The magic of Philip Greene

IF imitation really is the sincerest form offlattery, then Philip Greene was never short ofthe highest praise over his long life and broadcasting career.

From the 1940’s through to the 1980’s, there can hardly have been a follower of Irish football, via first the wireless and later the little box in the corner, who didn’t at some point find themselves attempting to string the passes together in an approximation of that richly distinctive, clipped, slightly nasal voice. For so many years, what Micheal O’Hehir was to gaelic, Philip Greene was to soccer — the man who brought the game into the homes of the nation.

Unfortunately for Philip, he had few enough glad tidings to report on the international front in that time, his official retirement from RTÉ in 1985 predating the unprecedented successes of the Jack Charlton era by just a couple of years.

Yet, for all that it would fall to George Hamilton to inform the whole world that “a nation holds its breath”, Philip will forever be remembered by an older generation as the man behind the mic for a moment which, arguably, rivalled David O’Leary’s penalty in Genoa for sheer, breathtaking, sudden death drama. Only this time, the story didn’t end happily ever after for the Boys in Green.

The occasion was a World Cup qualifier between Ireland and England at Dalymount Park in 1957, a game which the home side needed to win in order to go into a play-off for the ‘58 finals in Sweden. And the underdog Irish could hardly have gotten off to a better start, Alf Ringstead firing them ahead after just three minutes to send a crowd of 47,500 into raptures.

And that’s how it remained right the way through until time added-on at the very end of the game when, from a Tom Finney cross, Johnny Atyeo headed an equaliser which stunned the old ground into silence and left Greene sounding as if he’d personally taken a punch to the stomach. Yet, the professional that he was ensured the audience at home immediately knew the details of how and why it had all gone horribly wrong, The archive recording can still be sourced on the RTÉ website and, as I wrote in these pages on the occasion of the great man’s 90th birthday last October, perhaps no other piece of commentary I’ve ever heard more vividly evokes the gut-wrenching sense of deflation which attends the sudden collapse of a sporting dream.
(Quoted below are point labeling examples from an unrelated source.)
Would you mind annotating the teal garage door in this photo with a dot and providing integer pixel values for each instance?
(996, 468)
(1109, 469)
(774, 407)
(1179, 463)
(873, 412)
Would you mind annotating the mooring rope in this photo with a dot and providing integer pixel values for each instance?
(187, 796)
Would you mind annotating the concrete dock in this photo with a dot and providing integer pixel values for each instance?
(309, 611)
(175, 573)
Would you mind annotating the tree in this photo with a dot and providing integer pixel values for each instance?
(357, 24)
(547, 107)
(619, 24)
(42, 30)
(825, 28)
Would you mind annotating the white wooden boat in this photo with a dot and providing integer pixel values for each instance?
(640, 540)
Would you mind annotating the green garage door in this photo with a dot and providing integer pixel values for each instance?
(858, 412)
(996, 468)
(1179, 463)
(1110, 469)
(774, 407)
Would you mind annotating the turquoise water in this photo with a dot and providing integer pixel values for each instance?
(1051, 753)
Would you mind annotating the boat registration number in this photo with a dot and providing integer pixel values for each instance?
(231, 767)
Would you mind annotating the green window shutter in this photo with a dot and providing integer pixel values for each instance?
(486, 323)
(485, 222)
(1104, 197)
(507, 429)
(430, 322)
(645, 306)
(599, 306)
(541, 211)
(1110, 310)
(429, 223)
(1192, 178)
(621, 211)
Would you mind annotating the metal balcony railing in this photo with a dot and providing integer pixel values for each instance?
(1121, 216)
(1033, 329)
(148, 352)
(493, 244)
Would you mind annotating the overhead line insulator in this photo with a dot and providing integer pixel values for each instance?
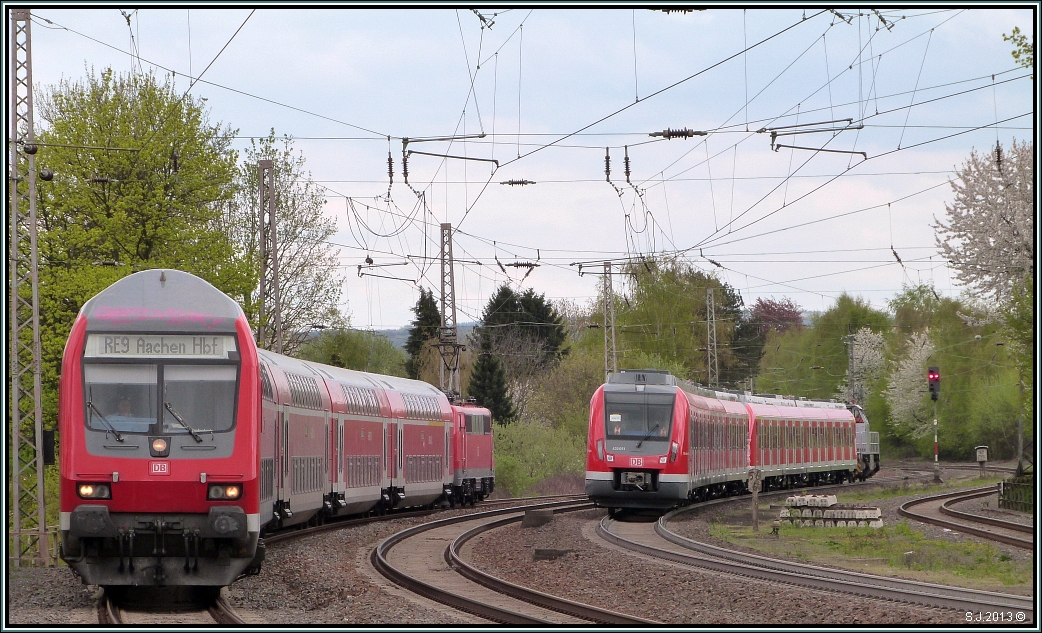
(678, 134)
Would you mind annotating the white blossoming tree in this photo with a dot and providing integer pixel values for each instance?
(988, 235)
(867, 362)
(907, 389)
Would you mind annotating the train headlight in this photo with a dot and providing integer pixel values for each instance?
(224, 492)
(94, 491)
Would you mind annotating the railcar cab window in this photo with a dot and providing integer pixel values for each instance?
(634, 416)
(168, 385)
(478, 423)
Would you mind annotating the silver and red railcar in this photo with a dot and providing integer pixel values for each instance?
(181, 441)
(656, 441)
(158, 416)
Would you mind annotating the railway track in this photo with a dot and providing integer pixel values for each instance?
(942, 504)
(662, 542)
(435, 548)
(115, 612)
(340, 524)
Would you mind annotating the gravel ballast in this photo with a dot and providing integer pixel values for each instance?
(611, 578)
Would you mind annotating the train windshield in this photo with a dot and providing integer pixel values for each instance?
(168, 398)
(631, 416)
(121, 396)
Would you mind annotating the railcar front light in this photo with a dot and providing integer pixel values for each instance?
(224, 492)
(94, 491)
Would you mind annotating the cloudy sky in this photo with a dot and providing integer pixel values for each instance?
(550, 89)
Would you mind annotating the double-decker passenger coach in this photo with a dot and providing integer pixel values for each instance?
(158, 435)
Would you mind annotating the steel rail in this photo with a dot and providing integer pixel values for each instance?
(222, 612)
(457, 602)
(295, 532)
(980, 518)
(853, 584)
(972, 597)
(906, 510)
(546, 601)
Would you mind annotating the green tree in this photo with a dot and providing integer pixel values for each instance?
(812, 362)
(425, 325)
(355, 349)
(665, 315)
(108, 212)
(1023, 49)
(523, 325)
(488, 386)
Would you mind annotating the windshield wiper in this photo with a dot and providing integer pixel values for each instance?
(91, 406)
(648, 435)
(177, 417)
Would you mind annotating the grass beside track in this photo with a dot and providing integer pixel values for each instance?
(895, 550)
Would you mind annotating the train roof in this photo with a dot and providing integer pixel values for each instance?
(351, 376)
(160, 300)
(661, 378)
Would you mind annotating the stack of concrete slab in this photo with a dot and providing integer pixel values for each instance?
(823, 511)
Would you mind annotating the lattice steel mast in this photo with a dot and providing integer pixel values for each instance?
(26, 408)
(448, 344)
(269, 259)
(611, 359)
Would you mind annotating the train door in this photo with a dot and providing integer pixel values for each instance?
(400, 453)
(280, 439)
(447, 455)
(338, 455)
(799, 443)
(463, 443)
(385, 463)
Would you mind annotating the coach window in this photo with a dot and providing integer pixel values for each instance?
(202, 395)
(123, 395)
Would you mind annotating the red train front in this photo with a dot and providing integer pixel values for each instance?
(158, 410)
(634, 453)
(658, 441)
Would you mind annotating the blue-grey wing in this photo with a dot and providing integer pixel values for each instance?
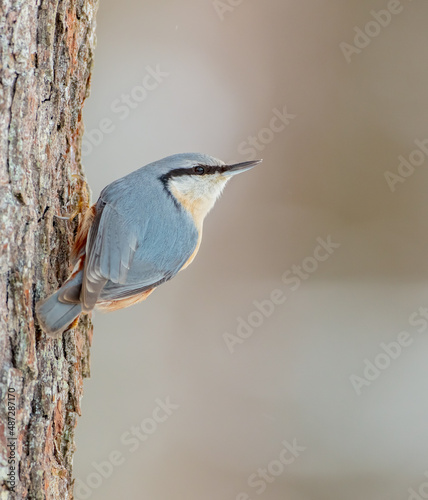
(130, 249)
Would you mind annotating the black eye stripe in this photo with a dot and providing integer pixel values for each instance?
(206, 169)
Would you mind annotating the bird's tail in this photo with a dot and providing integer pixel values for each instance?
(59, 310)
When people talk about the shattering climax of that game in 1957, they recall a celebrated remark which Greene made later — that the silence in Dalymount Park when Atyeo scored could be heard at Nelson’s Pillar — but nothing conveys the reality of the drama quite like hearing Philip’s on the spot report.
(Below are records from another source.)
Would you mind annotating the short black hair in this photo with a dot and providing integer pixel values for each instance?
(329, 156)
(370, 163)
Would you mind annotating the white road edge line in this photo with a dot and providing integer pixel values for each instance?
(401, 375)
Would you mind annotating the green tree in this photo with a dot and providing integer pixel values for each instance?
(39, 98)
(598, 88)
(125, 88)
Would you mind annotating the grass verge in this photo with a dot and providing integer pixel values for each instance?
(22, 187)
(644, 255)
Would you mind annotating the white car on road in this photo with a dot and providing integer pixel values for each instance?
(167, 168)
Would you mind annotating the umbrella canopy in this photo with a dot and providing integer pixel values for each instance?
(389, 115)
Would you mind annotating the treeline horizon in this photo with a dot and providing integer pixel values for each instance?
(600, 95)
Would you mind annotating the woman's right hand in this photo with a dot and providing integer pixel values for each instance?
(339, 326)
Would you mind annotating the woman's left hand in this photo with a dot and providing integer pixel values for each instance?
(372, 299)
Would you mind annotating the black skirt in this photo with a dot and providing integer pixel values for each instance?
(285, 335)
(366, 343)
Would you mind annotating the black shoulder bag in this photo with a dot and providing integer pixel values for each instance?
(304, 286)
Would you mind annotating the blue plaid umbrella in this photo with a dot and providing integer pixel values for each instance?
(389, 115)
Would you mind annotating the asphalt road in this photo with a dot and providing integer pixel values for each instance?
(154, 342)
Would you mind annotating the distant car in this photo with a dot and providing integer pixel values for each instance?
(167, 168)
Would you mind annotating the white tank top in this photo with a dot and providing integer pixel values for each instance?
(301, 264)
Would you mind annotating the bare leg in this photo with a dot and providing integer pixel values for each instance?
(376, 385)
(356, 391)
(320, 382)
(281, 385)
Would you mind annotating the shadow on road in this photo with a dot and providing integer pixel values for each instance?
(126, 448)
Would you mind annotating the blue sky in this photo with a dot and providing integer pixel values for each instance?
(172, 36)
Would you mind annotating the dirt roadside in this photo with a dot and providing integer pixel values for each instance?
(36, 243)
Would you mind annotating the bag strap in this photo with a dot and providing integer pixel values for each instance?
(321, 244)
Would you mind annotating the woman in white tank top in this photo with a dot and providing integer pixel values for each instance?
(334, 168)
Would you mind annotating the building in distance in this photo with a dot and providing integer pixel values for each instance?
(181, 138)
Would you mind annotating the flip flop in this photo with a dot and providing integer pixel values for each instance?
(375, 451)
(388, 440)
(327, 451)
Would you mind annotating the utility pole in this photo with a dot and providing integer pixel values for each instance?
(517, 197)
Happily, there was no shortage of glory for Philip to report on the domestic front, and not least because it was the worst kept secret in broadcasting that, although Greene by name, he was green and white by nature.

Examples of Philip’s passion for Shamrock Rovers have passed into legend: “And it’s 1-1 here in favour of Rovers”; “The embattled Hoops are strapped to the mast as wave upon wave of Spaniard rolls over them”; and the almost certainly apocryphal but everyone claims to have heard it, “Oh f**k, Bohs have scored”.

There’s also a great yarn about a night in 1966 when Rovers were in Munich to take on Bayern in the Cup-Winners Cup. When the team arrived at the ground, they were greeted by an exotic local who announced that she was a witch and was putting a hex on the Hoops. Whereupon, Philip took it upon himself to step forward and, spreading his arms wide, declared in a loud voice that he was a warlock from Dublin and his magical powers were greater than hers.

It almost worked too — in one of the greatest European performances by a League of Ireland side, Rovers came within a whisker of knocking out the German giants, losing 3-2 on the night to a late Gerd Muller goal, having drawn the first leg 1-1 in Dublin.

Anyway, we all know the real truth, Philip Greene always worked his own magic in the box.

One hopes it’s of more than small consolation to his family and friends that their sadness at his passing will be shared by the many who never met the man but who hung on his every word.